Everyone focused on the launch, but Endeavour is carrying a unique experiment that shouldn't be missed: tiny satellites that emulate space dust
When Endeavour lifted off the launch pad at the Kennedy Space Center for the final time on Monday morning with Mark Kelly, husband to Congresswoman Gabrielle Giffords, at the helm, tucked inside of the 156,000-pound, 122-foot-tall beast were three tiny satellites.

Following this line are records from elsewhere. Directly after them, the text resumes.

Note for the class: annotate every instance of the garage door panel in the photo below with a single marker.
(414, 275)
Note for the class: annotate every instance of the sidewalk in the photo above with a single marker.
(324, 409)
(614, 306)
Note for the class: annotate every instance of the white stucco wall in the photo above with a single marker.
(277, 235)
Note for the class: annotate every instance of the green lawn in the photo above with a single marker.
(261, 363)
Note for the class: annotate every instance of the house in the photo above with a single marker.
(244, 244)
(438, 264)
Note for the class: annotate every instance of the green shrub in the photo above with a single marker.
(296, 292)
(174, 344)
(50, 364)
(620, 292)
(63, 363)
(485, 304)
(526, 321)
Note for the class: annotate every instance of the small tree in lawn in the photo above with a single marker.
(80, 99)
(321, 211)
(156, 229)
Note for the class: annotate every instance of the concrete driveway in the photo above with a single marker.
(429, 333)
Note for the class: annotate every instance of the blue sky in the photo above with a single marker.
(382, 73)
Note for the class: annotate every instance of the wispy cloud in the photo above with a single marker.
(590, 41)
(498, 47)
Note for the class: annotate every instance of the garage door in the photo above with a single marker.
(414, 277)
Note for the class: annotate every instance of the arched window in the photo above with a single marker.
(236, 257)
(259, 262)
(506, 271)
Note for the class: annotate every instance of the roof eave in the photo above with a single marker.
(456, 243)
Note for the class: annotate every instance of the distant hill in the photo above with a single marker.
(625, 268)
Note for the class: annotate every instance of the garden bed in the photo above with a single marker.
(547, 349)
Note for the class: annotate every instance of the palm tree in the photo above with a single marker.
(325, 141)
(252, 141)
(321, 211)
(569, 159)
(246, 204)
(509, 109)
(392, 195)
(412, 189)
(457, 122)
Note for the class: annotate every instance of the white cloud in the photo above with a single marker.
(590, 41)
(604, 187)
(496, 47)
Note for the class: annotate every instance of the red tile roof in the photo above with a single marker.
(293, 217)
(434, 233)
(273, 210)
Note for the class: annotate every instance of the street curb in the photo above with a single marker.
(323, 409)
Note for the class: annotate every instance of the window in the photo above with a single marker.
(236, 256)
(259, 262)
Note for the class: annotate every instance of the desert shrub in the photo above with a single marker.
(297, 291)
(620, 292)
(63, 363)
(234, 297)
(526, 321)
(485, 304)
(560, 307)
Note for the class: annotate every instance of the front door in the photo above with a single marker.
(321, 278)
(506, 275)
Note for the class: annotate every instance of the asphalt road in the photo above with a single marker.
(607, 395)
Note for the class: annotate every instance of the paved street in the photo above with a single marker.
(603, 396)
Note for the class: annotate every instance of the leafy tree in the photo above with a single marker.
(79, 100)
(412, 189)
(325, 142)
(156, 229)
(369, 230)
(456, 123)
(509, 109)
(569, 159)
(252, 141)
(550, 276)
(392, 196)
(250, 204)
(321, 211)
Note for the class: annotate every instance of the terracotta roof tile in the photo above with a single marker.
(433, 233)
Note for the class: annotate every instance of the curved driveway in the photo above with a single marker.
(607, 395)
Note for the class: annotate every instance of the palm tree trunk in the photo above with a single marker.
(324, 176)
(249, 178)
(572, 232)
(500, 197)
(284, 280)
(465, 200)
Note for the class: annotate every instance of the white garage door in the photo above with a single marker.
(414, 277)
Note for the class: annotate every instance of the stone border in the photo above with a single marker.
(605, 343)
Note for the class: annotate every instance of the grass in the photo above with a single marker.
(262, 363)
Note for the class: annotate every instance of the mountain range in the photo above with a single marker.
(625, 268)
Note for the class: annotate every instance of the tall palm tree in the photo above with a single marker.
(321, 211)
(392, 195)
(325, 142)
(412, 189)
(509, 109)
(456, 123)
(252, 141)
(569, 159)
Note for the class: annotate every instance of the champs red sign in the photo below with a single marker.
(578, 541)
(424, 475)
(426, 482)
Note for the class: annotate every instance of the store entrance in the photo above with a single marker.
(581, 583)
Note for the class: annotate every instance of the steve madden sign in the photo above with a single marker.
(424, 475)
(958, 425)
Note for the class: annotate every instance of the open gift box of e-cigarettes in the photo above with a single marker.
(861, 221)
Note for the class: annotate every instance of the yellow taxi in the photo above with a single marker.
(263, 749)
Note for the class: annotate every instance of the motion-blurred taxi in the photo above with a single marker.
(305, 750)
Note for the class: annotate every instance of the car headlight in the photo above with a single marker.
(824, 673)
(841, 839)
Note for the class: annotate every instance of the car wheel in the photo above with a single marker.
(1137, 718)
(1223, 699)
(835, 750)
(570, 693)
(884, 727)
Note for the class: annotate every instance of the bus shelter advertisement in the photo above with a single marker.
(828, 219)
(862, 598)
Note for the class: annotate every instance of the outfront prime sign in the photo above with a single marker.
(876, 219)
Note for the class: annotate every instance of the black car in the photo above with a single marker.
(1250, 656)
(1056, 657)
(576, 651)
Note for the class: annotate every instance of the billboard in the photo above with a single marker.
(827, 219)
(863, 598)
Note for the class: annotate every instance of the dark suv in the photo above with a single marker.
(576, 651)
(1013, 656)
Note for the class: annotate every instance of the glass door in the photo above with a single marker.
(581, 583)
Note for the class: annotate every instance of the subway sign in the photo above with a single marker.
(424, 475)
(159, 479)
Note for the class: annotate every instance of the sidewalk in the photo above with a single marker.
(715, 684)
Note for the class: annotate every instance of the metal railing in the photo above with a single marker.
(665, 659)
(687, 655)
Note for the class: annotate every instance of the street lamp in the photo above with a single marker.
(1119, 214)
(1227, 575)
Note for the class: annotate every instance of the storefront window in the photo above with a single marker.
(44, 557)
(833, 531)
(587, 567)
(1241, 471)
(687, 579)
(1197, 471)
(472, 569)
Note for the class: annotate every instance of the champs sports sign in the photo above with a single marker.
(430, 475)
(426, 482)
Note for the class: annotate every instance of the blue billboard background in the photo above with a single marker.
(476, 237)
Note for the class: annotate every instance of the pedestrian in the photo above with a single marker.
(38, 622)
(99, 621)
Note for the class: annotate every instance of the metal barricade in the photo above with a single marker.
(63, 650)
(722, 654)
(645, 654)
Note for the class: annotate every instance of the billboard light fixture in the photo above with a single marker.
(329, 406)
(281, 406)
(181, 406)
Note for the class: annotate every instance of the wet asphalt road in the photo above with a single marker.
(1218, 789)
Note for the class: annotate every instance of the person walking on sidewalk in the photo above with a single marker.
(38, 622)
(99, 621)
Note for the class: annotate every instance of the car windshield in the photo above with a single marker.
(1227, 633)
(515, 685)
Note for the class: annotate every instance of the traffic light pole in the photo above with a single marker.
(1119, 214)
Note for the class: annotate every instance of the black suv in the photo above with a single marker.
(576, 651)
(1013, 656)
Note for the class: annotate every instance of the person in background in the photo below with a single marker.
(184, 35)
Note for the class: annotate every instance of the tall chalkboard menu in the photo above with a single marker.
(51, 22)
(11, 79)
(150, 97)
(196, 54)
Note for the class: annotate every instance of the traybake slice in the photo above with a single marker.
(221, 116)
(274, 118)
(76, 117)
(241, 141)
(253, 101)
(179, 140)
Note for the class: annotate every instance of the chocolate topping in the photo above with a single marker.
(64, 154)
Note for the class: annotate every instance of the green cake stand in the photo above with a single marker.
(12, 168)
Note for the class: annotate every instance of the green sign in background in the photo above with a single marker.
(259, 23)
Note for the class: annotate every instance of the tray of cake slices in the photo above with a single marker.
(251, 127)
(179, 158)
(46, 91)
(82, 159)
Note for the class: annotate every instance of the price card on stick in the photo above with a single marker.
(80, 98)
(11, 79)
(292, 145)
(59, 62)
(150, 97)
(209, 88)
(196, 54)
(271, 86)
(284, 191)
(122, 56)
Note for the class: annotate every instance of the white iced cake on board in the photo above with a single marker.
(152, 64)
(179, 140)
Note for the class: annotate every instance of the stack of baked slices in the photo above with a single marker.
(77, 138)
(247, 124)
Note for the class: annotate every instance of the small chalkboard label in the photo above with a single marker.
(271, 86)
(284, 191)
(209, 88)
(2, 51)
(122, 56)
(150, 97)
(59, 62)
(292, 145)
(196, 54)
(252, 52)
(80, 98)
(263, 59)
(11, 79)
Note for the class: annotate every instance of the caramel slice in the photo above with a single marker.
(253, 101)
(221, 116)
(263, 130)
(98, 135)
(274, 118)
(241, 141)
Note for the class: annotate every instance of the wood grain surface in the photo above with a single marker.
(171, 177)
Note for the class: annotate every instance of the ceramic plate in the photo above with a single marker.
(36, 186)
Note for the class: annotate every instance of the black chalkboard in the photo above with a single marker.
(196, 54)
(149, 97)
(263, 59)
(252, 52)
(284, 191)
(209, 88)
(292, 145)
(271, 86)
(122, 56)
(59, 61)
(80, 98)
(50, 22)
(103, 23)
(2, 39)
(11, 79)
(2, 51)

Endeavour, which was headed for the International Space Station (ISS) on this, STS-134, has launched satellites in the past. In fact, the first Space Shuttle mission for which Endeavour was deployed involved the capture and rerelease of the stranded INTELSAT VI communications satellite. STS-49, Endeavour's maiden flight, was a success. The crew, led by commander Daniel Brandenstein, retrieved INTELSAT from low earth orbit, which it had failed to leave two years earlier, and moved it into its intended geosynchronous orbit.
The satellites carried by the current Endeavour crew, who experienced lift off nearly two decades after that first batch of NASA astronauts led this Shuttle into space, are much different than anything INTELSAT, which controls the world's largest fleet of commercial satellites, currently owns and operates. The new satellites are each about the size of a postage stamp. The maker of the 2cm x 2cm chips, professor Mason Peck of Cornell University's Space Systems Design Studio, hopes that he has built a prototype for the future.